We propose a needs-based allocation system. Much like the Model for End-Stage Liver Disease system, priority would be given to the sickest patients first in an effort to optimize outcomes for all patients with HCV. Prior to the launch of DAA therapy, treatment-eligible patients with HCV could be provided with an educational symposium outlining the natural progression of HCV and describing an allocation system, which would stress the importance of expediting treatment for the sickest patients and the safety of waiting for therapy in patients with early stages of disease.
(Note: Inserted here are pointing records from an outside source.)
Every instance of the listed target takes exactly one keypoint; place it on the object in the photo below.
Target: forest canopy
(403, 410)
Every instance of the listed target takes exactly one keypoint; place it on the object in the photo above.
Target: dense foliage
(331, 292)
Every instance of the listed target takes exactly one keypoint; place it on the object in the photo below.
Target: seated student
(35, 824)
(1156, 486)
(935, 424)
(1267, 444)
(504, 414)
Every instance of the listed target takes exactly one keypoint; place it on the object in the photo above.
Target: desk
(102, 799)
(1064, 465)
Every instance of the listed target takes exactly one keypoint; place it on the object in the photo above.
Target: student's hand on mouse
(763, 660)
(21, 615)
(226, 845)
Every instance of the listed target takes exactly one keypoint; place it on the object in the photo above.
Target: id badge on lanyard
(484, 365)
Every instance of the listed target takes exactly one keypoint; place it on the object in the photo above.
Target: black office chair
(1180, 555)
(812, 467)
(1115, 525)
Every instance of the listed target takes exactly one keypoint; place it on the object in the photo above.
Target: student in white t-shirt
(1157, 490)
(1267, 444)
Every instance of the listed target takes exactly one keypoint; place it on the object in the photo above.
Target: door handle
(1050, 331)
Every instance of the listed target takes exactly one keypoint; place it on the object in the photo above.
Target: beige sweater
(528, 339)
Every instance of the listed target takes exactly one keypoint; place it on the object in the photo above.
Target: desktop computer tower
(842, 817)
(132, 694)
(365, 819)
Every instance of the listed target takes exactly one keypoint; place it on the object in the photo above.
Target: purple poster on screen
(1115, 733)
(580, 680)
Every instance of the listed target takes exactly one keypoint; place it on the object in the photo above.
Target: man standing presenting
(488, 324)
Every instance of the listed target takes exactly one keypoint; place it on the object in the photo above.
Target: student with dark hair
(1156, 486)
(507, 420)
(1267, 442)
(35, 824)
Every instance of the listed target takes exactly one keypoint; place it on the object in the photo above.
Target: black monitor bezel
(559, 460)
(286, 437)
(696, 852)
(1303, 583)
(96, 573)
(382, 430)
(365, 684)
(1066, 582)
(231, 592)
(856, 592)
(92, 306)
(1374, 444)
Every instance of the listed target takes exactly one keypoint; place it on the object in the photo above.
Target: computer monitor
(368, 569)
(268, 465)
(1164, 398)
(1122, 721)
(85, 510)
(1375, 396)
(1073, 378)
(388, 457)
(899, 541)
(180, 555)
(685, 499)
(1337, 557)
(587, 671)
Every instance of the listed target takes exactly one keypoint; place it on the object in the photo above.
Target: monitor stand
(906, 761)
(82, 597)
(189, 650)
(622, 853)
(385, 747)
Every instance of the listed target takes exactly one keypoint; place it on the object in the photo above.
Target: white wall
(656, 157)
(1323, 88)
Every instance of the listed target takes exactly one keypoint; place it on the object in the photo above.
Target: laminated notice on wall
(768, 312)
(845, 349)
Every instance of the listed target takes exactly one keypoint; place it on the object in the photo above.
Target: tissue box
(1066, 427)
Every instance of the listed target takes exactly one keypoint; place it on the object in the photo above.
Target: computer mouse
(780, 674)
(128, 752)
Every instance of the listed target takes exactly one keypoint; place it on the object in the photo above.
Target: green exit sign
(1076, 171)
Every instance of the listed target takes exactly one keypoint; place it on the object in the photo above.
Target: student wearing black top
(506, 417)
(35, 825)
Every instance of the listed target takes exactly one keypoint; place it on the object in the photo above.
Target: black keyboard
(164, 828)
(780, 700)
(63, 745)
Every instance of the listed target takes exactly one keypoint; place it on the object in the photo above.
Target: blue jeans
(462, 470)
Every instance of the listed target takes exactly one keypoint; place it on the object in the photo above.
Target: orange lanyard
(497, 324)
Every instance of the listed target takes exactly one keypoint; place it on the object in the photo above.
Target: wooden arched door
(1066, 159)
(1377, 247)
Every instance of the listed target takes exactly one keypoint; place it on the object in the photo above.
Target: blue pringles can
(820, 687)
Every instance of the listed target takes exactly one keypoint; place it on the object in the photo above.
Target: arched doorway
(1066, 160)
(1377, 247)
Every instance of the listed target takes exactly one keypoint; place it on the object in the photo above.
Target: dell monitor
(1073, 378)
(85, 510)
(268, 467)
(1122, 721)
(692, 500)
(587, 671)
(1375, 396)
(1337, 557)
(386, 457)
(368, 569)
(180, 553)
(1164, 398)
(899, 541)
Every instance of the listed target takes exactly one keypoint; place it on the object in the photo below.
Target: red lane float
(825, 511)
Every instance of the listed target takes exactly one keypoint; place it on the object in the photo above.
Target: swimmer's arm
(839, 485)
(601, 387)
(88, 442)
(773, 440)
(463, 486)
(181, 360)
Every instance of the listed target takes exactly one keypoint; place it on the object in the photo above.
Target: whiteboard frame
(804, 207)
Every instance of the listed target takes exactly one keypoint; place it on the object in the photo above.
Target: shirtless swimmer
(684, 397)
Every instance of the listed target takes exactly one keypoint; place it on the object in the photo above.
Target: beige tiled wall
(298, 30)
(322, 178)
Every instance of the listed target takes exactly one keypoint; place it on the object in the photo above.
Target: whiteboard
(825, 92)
Then, patients who have previously deferred therapy and new patients will be prioritized on the basis of need, with patients with cirrhosis at one end of the spectrum and asymptomatic patients with F0-F2 fibrosis at the other end of the spectrum. This system satisfies the principle of justice while placing appropriate emphasis on medical need.
There will be inherent difficulties in this prioritization system. First, many patients with early stage disease have been eagerly awaiting the launch of DAA therapy and may be disappointed to find out that they may have to wait even longer to initiate therapy. Although it is anticipated that educational sessions will help these patients understand the reasoning behind their increased wait time, some patients will still choose not to wait and will seek more expedited treatment elsewhere. In addition, the choice to treat patients with more advanced liver disease first will likely result in poorer initial outcomes and more complications related to therapy. Finally, there may be medical legal implications to treating patients who are outside of approved indications for therapy. However, the benefit of a morally sound allocation system should outweigh these legal risks, and by ensuring that health care providers have adequate time with each patient, adverse outcomes can be greatly diminished.
The availability of DAA therapy will forever change the landscape of HCV, in that we will be able to cure patients of disease who we were unable to cure in the past. Unfortunately, this medical breakthrough will be coupled with resource scarcity. Historically, some of the greatest scientific discoveries in medicine have failed to provide a distribution system that appropriately emphasized not only justice and equality but also medical need. We hope to learn from the past by proposing a preconceived plan that would both educate patients and allocate therapy to the neediest patients first, thereby fulfilling the moral framework of distributive justice.